According to legend he imprisoned the dread serpent Apep and murdered his brother. He took two savage women as wives after murdering their husbands and dragging them back to Ieru. He devoutly guards the tomb of his father. A complex man Seth is.

Name: Hathor
Divine Attributes: Stamina, Charisma, Intelligence
Purviews: Animal (Cow), Fertility, Guardian, Health, Stars
Skills: Animal Ken, Art, Athletics, Diplomacy, Empathy, Medicine
Summary: Hathor is the Netjer goddess of hearth and home. Though nothing like gentle Hestia or Frigg. Out West you gotta expect an injun lookin for a white woman to come over the wall at any moment, yer husband to be gone for weeks at a time, no doc in town, and it to be a hassle to get the kids halfway across the county to get em to school so you better be ready to do it yourself.
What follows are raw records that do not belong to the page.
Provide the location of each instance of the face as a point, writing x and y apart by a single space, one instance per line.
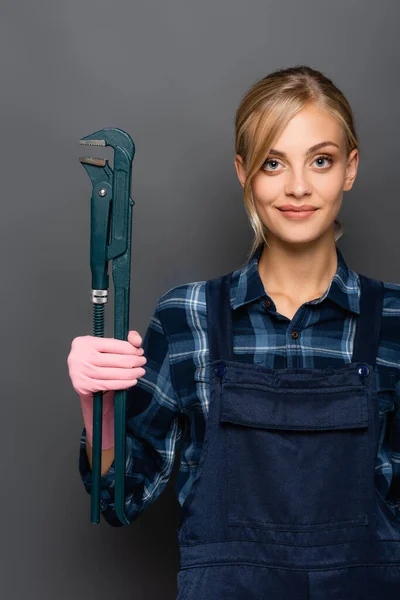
296 174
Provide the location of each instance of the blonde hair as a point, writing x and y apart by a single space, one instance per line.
263 114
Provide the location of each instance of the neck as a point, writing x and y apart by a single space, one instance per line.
299 272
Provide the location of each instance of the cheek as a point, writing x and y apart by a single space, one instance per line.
267 188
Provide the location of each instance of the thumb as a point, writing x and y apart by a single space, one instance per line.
134 338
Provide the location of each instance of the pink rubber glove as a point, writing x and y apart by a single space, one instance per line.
106 364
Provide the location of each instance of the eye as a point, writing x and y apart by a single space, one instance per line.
273 162
325 157
269 161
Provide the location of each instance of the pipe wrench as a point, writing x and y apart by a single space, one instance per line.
110 239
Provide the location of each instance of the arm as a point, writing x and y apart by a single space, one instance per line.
153 431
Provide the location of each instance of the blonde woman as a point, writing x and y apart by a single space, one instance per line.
277 381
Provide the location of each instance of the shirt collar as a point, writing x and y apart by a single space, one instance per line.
344 288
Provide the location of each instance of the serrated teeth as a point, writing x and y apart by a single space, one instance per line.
89 160
92 142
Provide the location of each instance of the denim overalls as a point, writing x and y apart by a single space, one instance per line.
284 505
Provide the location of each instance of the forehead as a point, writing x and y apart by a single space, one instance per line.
310 126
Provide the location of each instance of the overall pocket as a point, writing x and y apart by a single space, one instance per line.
298 459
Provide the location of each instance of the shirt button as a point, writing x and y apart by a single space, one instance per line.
363 371
220 370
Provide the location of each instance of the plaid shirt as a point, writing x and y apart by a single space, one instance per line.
167 409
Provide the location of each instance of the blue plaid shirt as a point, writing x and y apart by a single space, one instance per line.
167 409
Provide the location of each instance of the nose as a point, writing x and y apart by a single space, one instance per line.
297 184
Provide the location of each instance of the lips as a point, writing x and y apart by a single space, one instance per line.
287 208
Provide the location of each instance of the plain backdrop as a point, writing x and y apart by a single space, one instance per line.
172 74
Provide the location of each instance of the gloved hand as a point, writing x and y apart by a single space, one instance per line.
104 364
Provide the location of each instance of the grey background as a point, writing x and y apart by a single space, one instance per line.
171 74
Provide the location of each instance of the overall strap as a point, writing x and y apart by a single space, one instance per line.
368 321
219 318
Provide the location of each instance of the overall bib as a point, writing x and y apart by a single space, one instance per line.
284 504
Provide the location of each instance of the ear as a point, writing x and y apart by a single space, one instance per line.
351 171
240 169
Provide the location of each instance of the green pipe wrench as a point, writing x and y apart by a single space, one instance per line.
110 239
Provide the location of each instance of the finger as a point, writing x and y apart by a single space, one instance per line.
111 384
112 345
115 373
121 361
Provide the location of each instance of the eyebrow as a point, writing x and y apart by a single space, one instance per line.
309 151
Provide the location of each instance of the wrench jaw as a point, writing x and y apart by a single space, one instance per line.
89 160
113 137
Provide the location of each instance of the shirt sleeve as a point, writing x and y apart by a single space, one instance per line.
153 432
394 492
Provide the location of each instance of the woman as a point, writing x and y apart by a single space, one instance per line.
278 380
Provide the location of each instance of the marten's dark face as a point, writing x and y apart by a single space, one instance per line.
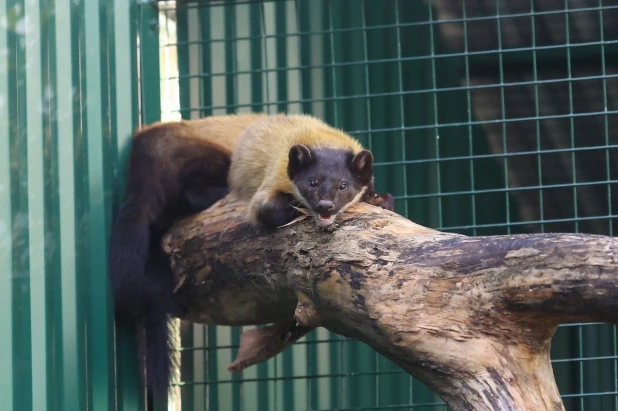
327 180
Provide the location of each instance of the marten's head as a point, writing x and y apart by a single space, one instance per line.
327 180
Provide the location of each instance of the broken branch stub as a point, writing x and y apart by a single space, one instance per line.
471 317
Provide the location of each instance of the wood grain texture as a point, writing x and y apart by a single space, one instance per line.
471 317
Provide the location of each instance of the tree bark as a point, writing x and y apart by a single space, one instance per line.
471 317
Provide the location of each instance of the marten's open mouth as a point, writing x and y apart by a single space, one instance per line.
325 220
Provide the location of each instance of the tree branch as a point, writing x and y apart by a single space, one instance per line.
472 317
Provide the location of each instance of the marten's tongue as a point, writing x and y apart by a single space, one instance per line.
324 220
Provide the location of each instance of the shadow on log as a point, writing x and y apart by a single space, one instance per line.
471 317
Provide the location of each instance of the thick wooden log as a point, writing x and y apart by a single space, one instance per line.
472 317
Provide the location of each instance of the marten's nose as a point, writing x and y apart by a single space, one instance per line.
325 205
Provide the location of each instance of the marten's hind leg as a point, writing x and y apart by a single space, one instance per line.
272 210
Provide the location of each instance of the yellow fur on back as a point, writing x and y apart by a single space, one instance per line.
260 159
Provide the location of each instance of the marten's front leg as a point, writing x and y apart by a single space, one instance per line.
274 209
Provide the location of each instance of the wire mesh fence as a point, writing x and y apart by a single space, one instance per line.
485 117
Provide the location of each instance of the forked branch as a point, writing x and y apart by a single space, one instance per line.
472 317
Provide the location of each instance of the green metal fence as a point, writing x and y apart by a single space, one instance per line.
68 105
485 117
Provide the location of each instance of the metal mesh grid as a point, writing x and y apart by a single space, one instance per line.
485 117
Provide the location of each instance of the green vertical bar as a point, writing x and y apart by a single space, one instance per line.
258 50
331 117
150 86
303 24
69 361
77 287
99 320
537 115
36 201
51 203
606 134
129 395
255 32
213 363
281 60
434 81
22 350
7 380
503 118
182 50
149 58
230 58
205 37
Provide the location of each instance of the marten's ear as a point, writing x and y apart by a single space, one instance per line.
362 167
300 157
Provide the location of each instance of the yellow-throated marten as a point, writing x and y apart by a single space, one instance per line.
286 160
181 168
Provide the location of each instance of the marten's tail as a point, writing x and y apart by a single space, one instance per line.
143 296
171 174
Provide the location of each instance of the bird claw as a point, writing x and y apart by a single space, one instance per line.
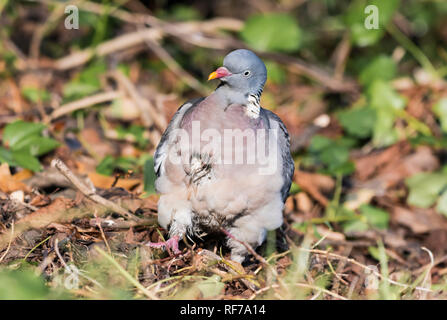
172 243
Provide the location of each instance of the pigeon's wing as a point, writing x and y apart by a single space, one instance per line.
162 149
288 166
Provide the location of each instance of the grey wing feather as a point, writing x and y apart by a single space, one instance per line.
162 149
284 145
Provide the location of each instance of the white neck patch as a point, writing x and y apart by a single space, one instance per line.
253 107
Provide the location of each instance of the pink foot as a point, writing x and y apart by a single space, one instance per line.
172 243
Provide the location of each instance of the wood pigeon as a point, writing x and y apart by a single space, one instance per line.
224 162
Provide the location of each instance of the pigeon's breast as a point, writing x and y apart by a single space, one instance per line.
237 182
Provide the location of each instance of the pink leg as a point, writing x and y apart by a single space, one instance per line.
172 243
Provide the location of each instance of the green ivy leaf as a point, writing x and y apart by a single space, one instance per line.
35 145
25 160
355 19
276 72
381 68
272 32
18 130
6 156
386 102
35 95
358 122
376 217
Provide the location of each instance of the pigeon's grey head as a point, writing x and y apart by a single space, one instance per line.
242 71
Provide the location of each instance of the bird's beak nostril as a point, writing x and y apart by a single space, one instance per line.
219 73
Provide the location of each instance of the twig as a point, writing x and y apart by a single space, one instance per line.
175 67
228 268
126 275
85 103
303 285
90 192
193 33
148 112
107 47
427 278
247 246
121 224
339 257
9 243
98 224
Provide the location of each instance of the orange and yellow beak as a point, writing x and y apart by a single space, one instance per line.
219 73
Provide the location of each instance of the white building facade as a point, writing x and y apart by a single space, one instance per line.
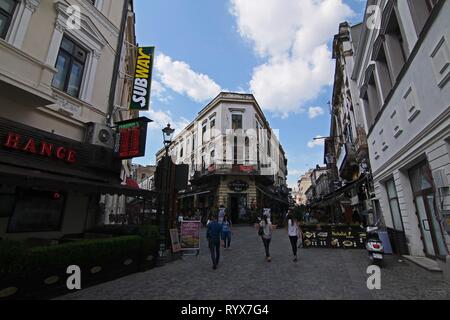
234 157
402 68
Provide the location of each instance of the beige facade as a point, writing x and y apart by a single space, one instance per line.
235 159
401 70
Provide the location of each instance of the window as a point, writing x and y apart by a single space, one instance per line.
395 45
420 12
37 211
7 199
394 205
7 8
204 134
212 126
236 121
70 64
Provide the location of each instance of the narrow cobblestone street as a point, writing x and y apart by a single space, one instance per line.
243 274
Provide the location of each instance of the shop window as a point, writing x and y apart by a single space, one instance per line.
420 12
37 211
394 205
7 9
7 200
70 64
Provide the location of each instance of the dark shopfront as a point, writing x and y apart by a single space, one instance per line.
50 186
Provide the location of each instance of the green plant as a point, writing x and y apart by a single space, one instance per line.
86 253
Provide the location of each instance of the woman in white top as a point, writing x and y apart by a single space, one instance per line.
293 232
266 235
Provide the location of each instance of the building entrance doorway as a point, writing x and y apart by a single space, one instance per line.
238 207
424 198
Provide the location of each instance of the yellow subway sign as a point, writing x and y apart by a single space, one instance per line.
140 99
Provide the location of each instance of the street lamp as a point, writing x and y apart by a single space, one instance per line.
165 190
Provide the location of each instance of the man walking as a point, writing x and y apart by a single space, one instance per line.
213 234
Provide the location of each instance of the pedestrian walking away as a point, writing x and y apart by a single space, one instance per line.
294 233
213 235
266 234
226 232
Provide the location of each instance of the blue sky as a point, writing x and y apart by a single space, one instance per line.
278 50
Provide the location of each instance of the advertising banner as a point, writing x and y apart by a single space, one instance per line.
140 99
333 237
190 235
131 138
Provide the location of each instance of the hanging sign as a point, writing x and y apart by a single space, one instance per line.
131 138
238 186
140 99
190 235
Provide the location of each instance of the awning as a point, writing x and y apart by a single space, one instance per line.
25 177
345 188
193 193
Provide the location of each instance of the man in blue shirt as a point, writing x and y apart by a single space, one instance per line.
213 234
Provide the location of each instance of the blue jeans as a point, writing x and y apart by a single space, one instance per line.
214 246
226 237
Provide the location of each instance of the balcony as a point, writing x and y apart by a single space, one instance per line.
24 77
362 147
347 163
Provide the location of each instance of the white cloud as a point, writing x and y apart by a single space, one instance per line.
162 118
315 112
316 143
179 77
292 36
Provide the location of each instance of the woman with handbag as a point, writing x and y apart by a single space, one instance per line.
294 234
265 231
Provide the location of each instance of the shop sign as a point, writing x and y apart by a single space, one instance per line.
247 169
190 235
131 138
39 147
142 79
333 237
238 186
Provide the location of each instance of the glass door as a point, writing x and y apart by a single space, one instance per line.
422 185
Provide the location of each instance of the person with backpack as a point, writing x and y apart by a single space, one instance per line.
294 233
213 235
226 232
265 231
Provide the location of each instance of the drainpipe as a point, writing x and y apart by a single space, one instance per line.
115 75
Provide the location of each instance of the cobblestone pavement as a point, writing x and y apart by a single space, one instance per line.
243 274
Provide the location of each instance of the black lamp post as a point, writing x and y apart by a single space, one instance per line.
165 190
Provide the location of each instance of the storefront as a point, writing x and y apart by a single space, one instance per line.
50 186
243 196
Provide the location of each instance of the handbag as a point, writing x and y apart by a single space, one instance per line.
261 231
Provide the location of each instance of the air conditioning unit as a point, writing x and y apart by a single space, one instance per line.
100 135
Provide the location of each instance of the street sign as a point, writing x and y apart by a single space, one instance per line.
142 79
131 138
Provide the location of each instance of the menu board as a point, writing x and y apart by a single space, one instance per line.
190 235
334 237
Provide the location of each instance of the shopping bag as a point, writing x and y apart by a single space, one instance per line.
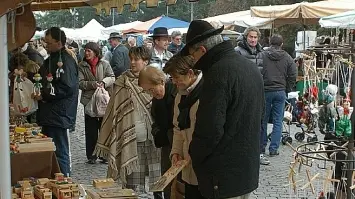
90 107
22 100
102 97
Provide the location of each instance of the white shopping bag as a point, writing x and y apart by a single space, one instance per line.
22 98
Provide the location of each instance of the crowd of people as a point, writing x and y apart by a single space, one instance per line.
204 101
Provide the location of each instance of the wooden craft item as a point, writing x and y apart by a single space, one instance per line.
104 183
168 176
21 26
328 178
111 193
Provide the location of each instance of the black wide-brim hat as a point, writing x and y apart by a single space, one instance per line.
198 31
160 32
115 35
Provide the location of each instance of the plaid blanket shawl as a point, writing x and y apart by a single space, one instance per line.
117 139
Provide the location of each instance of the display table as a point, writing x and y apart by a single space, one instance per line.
36 164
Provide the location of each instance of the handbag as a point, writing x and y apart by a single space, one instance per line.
288 113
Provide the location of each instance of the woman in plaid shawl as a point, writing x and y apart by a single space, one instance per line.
125 138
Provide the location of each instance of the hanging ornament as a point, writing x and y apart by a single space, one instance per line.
60 65
37 86
18 79
50 79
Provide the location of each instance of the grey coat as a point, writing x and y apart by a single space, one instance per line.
120 61
87 81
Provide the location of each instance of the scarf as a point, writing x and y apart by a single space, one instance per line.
117 140
93 63
186 103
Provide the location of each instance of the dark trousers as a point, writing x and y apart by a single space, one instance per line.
275 108
92 128
192 192
60 139
165 164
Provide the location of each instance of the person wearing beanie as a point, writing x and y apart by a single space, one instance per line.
176 43
94 72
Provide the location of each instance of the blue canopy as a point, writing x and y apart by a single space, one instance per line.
168 23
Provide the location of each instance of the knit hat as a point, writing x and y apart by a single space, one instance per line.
94 47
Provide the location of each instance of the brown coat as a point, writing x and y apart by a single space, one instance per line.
182 139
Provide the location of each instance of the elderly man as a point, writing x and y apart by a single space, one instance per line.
176 43
119 61
160 54
225 144
58 101
249 47
131 42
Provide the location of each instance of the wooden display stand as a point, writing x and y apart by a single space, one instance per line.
168 176
28 138
63 188
107 189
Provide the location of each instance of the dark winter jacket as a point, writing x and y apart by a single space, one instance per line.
225 150
253 55
279 70
162 113
59 110
120 60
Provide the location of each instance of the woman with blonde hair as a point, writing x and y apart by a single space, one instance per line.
189 84
125 136
94 72
155 83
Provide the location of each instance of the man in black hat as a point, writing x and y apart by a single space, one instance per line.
225 144
160 54
120 60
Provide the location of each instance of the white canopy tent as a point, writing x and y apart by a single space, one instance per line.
119 28
241 18
304 12
341 20
91 31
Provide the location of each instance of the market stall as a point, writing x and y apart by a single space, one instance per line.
14 36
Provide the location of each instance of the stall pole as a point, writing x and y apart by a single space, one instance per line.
351 140
5 169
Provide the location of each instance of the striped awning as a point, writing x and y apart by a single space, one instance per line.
100 5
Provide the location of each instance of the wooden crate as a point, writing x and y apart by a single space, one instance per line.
111 193
36 147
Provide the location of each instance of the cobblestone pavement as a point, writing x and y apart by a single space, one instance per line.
273 178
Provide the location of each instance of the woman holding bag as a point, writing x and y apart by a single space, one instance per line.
189 84
94 72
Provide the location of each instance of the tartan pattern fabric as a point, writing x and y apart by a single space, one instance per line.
148 157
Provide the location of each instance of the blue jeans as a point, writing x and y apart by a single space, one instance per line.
274 107
60 139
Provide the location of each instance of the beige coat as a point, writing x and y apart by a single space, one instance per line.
182 139
87 81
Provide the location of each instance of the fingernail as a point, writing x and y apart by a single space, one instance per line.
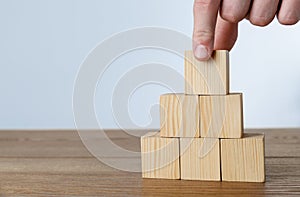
201 52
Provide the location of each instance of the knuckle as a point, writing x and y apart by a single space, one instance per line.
233 18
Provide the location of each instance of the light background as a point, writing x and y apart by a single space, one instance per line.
43 42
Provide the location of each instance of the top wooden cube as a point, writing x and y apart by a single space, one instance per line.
207 77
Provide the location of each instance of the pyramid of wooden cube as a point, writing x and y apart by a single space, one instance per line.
201 135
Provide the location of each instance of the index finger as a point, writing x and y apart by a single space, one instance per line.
205 18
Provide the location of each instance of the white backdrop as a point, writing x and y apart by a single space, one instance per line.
43 42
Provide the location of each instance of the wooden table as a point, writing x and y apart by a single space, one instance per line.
56 163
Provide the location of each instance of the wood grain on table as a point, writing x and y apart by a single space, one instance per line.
56 163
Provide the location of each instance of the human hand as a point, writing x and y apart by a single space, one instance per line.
213 31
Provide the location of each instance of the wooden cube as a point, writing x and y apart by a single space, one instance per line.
243 159
221 116
179 115
200 159
160 156
207 77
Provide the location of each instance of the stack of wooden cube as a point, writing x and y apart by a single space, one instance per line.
202 133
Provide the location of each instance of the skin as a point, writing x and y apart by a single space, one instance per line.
216 21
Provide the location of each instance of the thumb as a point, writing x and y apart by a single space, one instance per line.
205 18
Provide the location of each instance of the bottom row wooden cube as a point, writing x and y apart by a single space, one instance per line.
160 156
200 159
203 158
243 159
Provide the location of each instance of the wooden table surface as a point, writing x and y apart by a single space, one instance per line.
56 163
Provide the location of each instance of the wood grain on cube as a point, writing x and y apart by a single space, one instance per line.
179 115
221 116
160 157
207 77
243 159
200 159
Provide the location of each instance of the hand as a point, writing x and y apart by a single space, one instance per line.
213 31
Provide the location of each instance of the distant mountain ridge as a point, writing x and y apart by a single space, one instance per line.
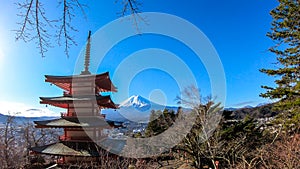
136 108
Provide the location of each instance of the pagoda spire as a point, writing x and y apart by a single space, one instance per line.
87 56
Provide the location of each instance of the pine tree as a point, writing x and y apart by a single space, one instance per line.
285 32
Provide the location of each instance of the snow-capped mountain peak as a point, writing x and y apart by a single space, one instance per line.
136 101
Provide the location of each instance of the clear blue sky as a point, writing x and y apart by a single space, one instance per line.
236 28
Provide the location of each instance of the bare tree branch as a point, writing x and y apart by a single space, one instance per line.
36 25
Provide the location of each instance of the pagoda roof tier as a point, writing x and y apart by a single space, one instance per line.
102 81
73 122
65 101
84 149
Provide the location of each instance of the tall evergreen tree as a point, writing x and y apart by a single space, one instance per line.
285 32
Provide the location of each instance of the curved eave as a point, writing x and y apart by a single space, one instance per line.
73 122
102 81
65 101
67 149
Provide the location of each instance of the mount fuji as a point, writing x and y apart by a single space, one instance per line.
136 109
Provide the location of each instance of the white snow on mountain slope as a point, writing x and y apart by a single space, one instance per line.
135 101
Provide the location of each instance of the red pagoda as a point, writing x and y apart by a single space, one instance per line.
82 123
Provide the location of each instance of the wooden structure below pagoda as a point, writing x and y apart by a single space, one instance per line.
82 122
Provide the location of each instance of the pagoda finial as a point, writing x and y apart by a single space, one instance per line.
87 56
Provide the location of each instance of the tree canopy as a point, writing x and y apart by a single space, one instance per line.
285 32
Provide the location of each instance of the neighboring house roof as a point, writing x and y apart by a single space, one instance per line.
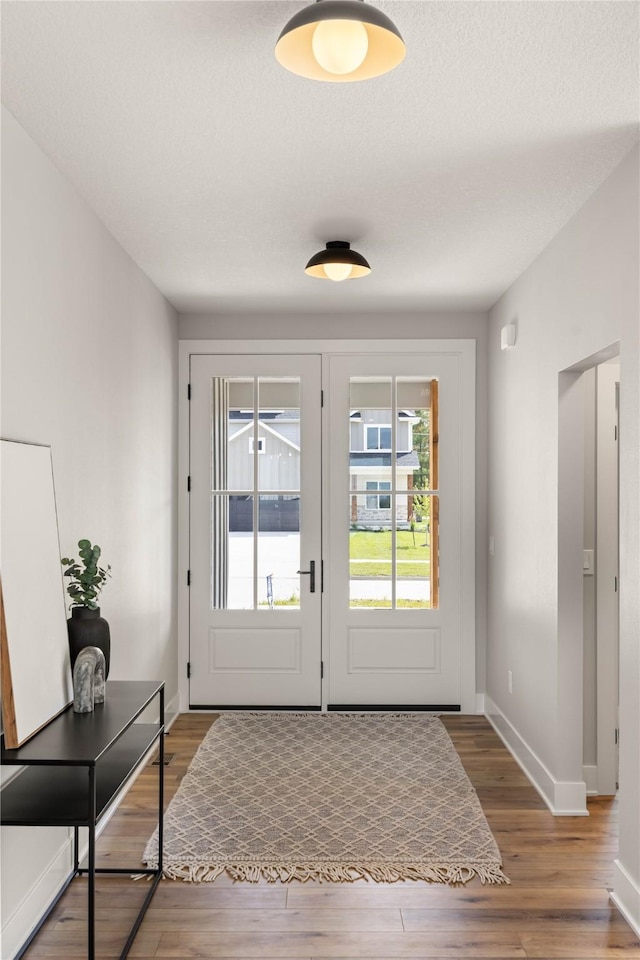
264 427
377 459
245 415
402 415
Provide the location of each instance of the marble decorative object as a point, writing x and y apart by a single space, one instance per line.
88 679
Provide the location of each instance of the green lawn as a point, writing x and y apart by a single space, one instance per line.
373 550
400 603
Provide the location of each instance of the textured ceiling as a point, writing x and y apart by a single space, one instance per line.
221 174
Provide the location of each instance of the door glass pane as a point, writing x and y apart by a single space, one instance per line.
413 552
240 435
393 475
413 402
278 580
369 559
279 434
231 552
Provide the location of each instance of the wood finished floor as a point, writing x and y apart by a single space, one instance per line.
557 905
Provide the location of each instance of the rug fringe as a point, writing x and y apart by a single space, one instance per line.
335 872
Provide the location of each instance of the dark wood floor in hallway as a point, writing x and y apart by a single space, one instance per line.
556 906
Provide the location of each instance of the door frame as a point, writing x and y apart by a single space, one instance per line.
465 349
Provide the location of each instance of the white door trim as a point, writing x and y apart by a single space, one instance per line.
465 349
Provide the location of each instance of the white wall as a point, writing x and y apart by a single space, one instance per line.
380 326
577 298
589 746
89 366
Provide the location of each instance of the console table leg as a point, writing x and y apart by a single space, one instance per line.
91 879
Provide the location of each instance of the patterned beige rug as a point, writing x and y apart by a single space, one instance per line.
327 797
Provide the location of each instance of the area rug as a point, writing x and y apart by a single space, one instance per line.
336 797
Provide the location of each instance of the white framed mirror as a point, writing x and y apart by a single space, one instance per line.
36 672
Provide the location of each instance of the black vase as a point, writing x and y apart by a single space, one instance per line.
87 628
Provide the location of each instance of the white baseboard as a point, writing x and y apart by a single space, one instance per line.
171 711
563 798
46 887
626 896
590 774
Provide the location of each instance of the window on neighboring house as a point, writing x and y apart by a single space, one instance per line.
378 501
378 438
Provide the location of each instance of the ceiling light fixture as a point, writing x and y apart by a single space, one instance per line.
340 41
337 262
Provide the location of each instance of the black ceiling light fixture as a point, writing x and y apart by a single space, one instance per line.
340 41
337 262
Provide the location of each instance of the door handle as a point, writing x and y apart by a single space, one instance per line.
311 573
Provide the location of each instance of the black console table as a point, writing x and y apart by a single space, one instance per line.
75 767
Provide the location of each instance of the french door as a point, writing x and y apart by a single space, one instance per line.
395 522
255 570
383 607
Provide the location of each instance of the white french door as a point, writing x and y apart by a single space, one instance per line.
395 527
383 608
255 524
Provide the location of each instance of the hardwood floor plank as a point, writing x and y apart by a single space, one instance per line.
361 946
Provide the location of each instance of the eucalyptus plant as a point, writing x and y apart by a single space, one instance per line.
86 577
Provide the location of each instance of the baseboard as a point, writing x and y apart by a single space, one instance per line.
590 774
37 901
563 798
626 896
17 929
171 712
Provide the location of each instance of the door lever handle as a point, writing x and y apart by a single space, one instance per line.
311 573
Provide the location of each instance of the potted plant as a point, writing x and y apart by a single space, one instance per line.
86 628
Heaven forbid the tiles in the roof spring a leak or the cattle break the fence. Sure as shit can’t call a handyman.
Hathor is a housewife, and a patron of family, wives, small children, farmers, ranchers, and the community. She’s also tough as nails and willing skin a raccoon with her bare hands.

Gods of the Dead

Egypt was an empire beyond imagining when the primitive tribes of Europe still lived in caves. For the Egyptians death is not the end. Especially if one has wisely prepared for it. For millennia Egyptians were fascinated by the concept of immortality and many of their number delved deep into what some would call necromancy to discover their knowledge of eternity.
A knowledge known by their gods.

The Deities of other pantheons fall to the underworld when they die forevermore and living deities who visit risk being trapped forevermore. Not so for the Netjer. Their dead gods wait. They wait for old things to awaken once more and lead their followers back to the material world in a great cycle of rebirth. Still, that time is not yet, but sometimes the Netjer of Duat rise to walk among the living, often raising legions of their followers to accompany them.

Name: Osiris
Divine Attributes: Strength, Charisma, Appearance
Purviews: Death, Earth, Fertility, Justice, Water
Skills: Alertness, Etiquette, Occult, Politics, Melee, Intimidation
Summary: Son of Geb and Nut, father of Horus. Unchanging, the eternal Osiris is lord of the underworld of Egypt, reigning supreme in Duat from Sekhet Hetepet (the Black City), from now until the end of time. The first of the Tomb Kings waits impatiently to walk the world of the living once more.
Unknown to lesser pantheons, all rivers reflect in the underworld, and Osiris can control their inundations, making him one of the most powerful deities (living or dead) in creation.

Name: Nepthys
Divine Attributes: Perception, Intelligence, Wits
Purviews: Darkness, Death, Guardian, Health, Prophecy
Skills: Awareness, Empathy, Occult, Fortitude, Investigation, Medicine
Summary: The queen of the dead who dared to follow Osiris into duat. She is the goddess of tombs, funeral rights, and mummification. When she was alive she was the 1st wife of Set and the mother of sobek. In death she reigns supreme over the black city of Sekhet Hetepet, beholden only to her once brother and current husband Osiris.

Name: Anubis
Divine Attributes: Dexterity, Perception, Wits
Purviews: Animal (Jackal), Death, Fire, Guardian, Justice
Skills: Awareness, Empathy, Occult, Fortitude, Investigation, Medicine
Summary: The judge who weighs the heart of the dead against the feather Ma’at. Little is said of dread Anubis.

Name: Seshat
Divine Attributes: Stamina, Intelligence, Appearance
Purviews: Death, Earth, Frost, Guardian, Magic
Skills: Academics, Art, Fortitude, Investigation, Occult, Streetwise
Summary: The Daughter of Thoth and goddess of history, scribes, and the forgotten. The goddess of all things which have been erased, lost, misremembered, or simply overlooked.